The draft rule, issued in April, is still in the legislative process and is not expected to be enacted for another 12 months.

  • Starting next year, China’s Internet regulator will force supervision of AI systems and recommendation algorithms that could undermine social order and good morals. The targets include systems that spread misinformation, guide addictive behavior and harm national security. Companies must seek approval before deploying any algorithms that could sway public sentiment, and no offending algorithms are allowed online.

  • The U.S. government has proposed an AI bill of Rights to protect citizens from systems that could violate privacy and civil rights. The government will continue to collect public comments on the proposals until January 15. Below the federal level, several state and municipal governments are starting to restrict facial recognition systems.
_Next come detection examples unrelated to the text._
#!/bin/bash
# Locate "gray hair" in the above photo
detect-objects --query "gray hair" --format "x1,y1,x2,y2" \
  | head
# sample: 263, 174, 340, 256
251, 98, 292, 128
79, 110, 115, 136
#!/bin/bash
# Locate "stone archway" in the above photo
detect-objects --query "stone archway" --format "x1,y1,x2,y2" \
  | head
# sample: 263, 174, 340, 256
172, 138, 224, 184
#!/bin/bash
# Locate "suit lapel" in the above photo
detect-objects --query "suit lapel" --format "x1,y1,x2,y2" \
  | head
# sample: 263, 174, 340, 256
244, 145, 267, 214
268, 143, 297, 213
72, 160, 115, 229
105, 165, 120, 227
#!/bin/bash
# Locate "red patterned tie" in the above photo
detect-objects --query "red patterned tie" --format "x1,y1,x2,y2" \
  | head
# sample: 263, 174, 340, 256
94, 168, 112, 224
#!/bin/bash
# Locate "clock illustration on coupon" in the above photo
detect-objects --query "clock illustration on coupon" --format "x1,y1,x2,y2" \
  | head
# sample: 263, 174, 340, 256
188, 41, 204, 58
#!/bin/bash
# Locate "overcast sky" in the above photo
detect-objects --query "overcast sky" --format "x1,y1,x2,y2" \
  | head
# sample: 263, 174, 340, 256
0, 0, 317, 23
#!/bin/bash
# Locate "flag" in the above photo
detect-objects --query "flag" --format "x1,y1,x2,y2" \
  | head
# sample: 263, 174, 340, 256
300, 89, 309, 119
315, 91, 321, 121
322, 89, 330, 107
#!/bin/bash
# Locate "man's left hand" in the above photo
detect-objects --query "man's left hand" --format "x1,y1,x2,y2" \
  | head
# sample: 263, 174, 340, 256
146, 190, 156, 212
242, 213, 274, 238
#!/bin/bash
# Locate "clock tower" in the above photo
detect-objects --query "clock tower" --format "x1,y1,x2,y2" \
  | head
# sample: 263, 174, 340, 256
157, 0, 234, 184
New York City passed a law requiring bias audits of hiring algorithms.

  • The UN High Commissioner for Civil Rights has called on member states to suspend certain uses of AI, including situations where it could violate human rights, limit access to basic services and misuse private data.

Behind the news

The AI community is moving towards a regulatory consensus.

A recent survey of 534 machine learning researchers found that 68 percent of respondents believe that model deployment should indeed value reliability and reliability. International institutions such as the European Union and the United Nations were also generally more trusted than national governments.

Current situation of the development of

Outside China, most AI-related regulations are still under review. But as the proposals stand, AI practitioners must prepare for the inevitable prospect of full government involvement.